En este contexto, y con la reforma de la Ley de Protección a la Infancia (Lopivi) de fondo, víctimas y especialistas exigen dar un salto cualitativo en su tratamiento para poder enfrentarlo y prevenirlo, como en su día si hiciera con la violencia de género. Lo explican detalladamente en el último dossier de La Marea, cuya primera presentación se celebrará en el Teatro del Barrio de Madrid el próximo 5 de mayo a las 19 horas.

En el acto, la ministra de Juventud e Infancia, Sira Rego, será entrevistada por la periodista Olivia Carballar. A continuación, participarán en una mesa redonda diferentes ponentes y especialistas. Entre otros, contaremos con Carmela del Moral, responsable de Infancia de Save the Children; Juan Cuatrecasas, portavoz de la Asociación Nacional Infancia Robada y padre de una víctima de la pederastia en la Iglesia; Jorge Coronado, perito tecnológico, CEO de Quantika14, experto en la lucha contra la delincuencia digital; y una víctima de violencia intrafamilar. Moderará el acto la periodista Ana Veiga.

En todo el mundo, según Unicef, más de 370 millones de niñas y mujeres vivas en la actualidad y entre 240 y 310 millones de niños y hombres han sufrido violaciones o abusos sexuales antes de los 18 años.

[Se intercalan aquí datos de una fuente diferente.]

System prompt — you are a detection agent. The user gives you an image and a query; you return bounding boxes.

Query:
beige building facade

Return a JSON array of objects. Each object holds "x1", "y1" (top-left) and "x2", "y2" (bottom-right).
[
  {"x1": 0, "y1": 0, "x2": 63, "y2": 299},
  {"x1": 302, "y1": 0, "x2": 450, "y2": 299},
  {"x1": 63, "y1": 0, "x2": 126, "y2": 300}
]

Pero es que además, como afirman desde Save the Children, persiste el desafío de conocer la dimensión real: «Sabemos que las cifras oficiales reflejan solo la punta del iceberg, que muchos casos no se detectan y no se denuncian, en parte por las dinámicas propias del abuso, que suele producirse en entornos de confianza y en contextos de secretismo que dificultan la revelación por parte del niño o niña y de otros familiares», sostiene Clara Burriel, especialista en violencia en la citada organización.

Y ese es uno de los principales problemas: a pesar de su gravedad, todavía se trata de una realidad muy invisibilizada, rodeada de tabúes, falsos mitos sobre su frecuencia, las víctimas o los contextos.

Entrada libre con reserva.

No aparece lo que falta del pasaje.